Выбрать главу

— Витя, не надо так, нельзя так! Сядьте, сядьте, не ссорьтесь!

— Не кричите так, хозяевам всё слышно!

— Нет, я выскажусь! — ещё громче закричал Белоцерковский, залпом выпивая коньяк. — Пейте все и слушайте. Ты спросил о посылках, так дай же мне высказаться!

Павел молча сел, весь кипя. «Не хотел я ездить, — думал он. — Но нет, ничего, пусть он высказывается. Слушать».

— Я считаю, — торжественно провозгласил Белоцерковский, — что живу в мире бессмысленном, жестоком, лживом и ханжеском. Ладно, чёрт с ним, крохотный отрезок жизни у каждого — пусть каждый переводит его, как хочет. Так нет. Выясняется, что даже в этом я не свободен, мне велят жить только так и этак, а не иначе.

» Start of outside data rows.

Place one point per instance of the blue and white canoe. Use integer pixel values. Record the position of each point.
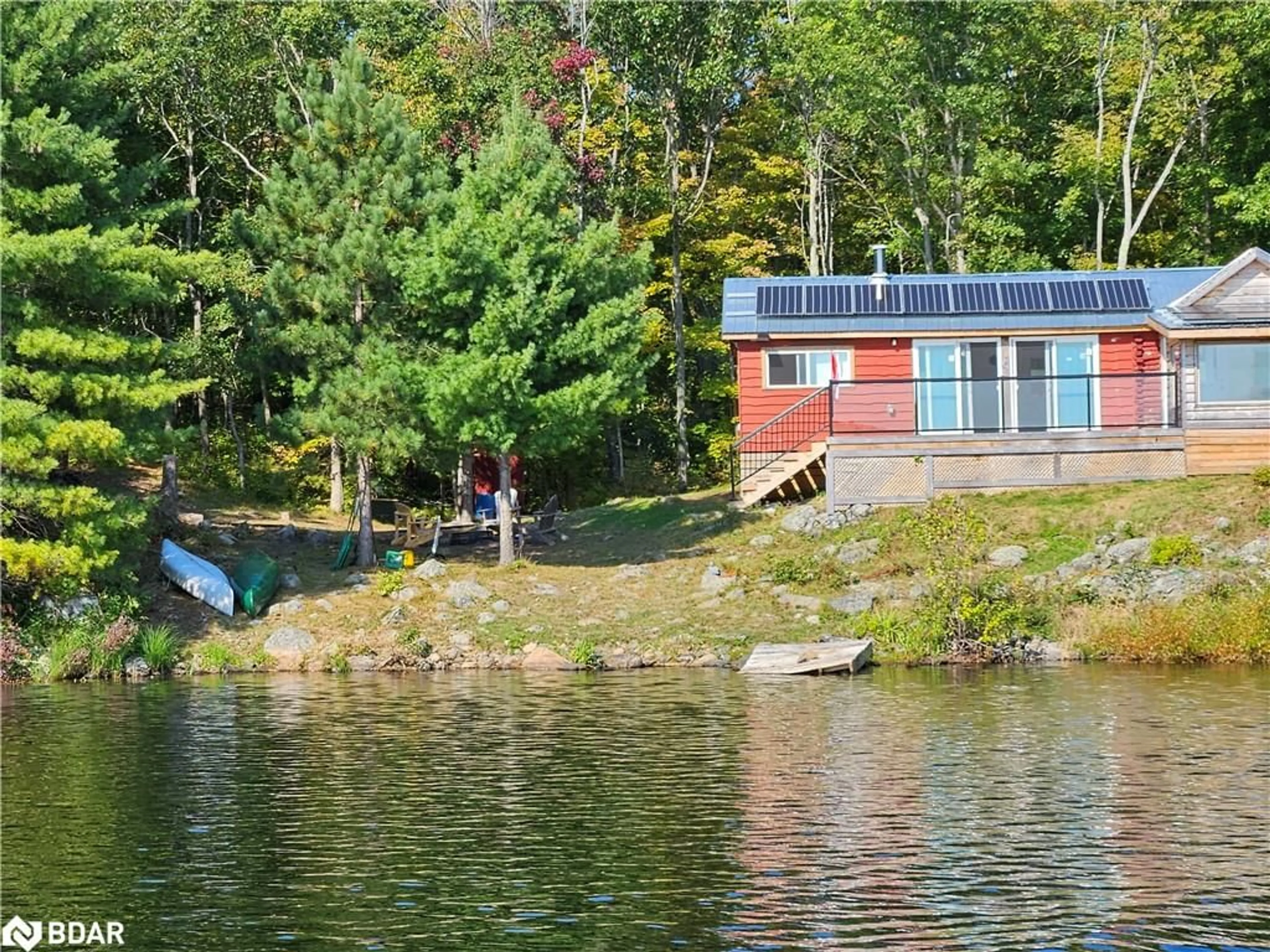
(197, 577)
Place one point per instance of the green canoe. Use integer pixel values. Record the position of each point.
(254, 580)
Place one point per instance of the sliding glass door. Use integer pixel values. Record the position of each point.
(1055, 388)
(959, 386)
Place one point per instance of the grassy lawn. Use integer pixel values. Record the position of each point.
(577, 598)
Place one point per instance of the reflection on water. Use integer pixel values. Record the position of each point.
(935, 809)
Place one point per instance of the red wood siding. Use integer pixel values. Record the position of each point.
(862, 408)
(1131, 402)
(878, 408)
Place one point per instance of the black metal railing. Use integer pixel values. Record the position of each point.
(1042, 404)
(783, 435)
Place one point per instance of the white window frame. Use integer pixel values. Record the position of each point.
(1199, 376)
(846, 365)
(1093, 342)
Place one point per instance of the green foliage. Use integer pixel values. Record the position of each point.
(389, 582)
(158, 647)
(807, 569)
(585, 654)
(1175, 550)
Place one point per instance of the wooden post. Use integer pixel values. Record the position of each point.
(169, 506)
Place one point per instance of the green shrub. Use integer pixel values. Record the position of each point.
(389, 582)
(1175, 550)
(807, 569)
(159, 648)
(585, 654)
(413, 642)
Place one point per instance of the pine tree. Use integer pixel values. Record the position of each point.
(540, 328)
(334, 228)
(84, 281)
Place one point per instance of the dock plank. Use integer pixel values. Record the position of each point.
(815, 658)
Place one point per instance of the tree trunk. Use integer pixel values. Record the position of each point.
(238, 440)
(464, 488)
(681, 374)
(506, 541)
(337, 479)
(169, 504)
(366, 529)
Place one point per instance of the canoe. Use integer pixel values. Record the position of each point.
(197, 577)
(254, 580)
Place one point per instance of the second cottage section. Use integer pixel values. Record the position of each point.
(892, 388)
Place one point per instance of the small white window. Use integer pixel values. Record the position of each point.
(807, 369)
(1234, 374)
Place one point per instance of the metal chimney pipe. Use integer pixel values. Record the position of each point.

— Ты живёшь не один на каком-нибудь астероиде, ты живёшь в обществе, — сказал Павел. — Но прошу не путать. Ты ещё живёшь в таком обществе, которое именно восстало против бессмыслия, жестокости, лжи, эксплуатации, ханжества. Общество это даёт тебе великие цели, даёт смысл, а ты, как паршивый поросёнок, ещё обливаешь его грязью. Это просто подло, наконец!

— Я хочу жить так, как я хочу, — упрямо и пьяно крикнул Белоцерковский. — Я хочу свободы!

— Какой свободы? Ходить с дубиной и бить всех по головам? Или скопить миллион золотых монет? Тогда ты просто опоздал родиться.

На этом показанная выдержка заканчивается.